The perks of transitioning to a four-day school week
Administrators of school districts that have transitioned to a four-day school week say they’ve seen an increase in applicants for vacant educator roles, even from out-of-state teachers. More than 1,600 schools across 24 states had a four-day school week by 2019 and the trend is growing. Tom Rice, superintendent of the Wolsey-Wessington School District in South Dakota, which operates on a four-day school week, says absenteeism and discipline referrals have seen marked improvements. In Brighton, Colorado’s School District 27J, graduation rates — particularly among Latino students — have increased since a four-day school week began in 2018, Superintendent Chris Fiedler says. “It emerged as a real competitive advantage, particularly for rural schools who were having difficulties in attracting talented teachers — or teachers at all,” notes Andrea Phillips, a policy researcher at RAND Corp. who has studied the subject.

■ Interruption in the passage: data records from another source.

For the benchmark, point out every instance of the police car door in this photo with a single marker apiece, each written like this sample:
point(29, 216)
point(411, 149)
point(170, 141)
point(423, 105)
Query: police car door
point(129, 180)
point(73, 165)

States invest pandemic relief funds into early education workforce
States are investing federal COVID-19 relief funds to build up the early childhood education workforce through increased compensation, mental health supports, professional development and more, according to an analysis of spending from the National Association of State Boards of Education. As of May, 12% of early childhood education positions — or 117,400 — remained unfilled or were eliminated, according to NASBE. Many early education programs closed temporarily during the pandemic, wreaking havoc on the ability to maintain a stable workforce. Money from the Elementary and Secondary School Emergency Relief fund, however, has provided states an opportunity for a strong recovery, NASBE said. “With substantial federal COVID relief funding, state boards of education have new opportunities to advocate for investment in efforts to address ECE teacher shortages and retention in particular,” said Winona Hao, NASBE’s director of early learning, in a statement.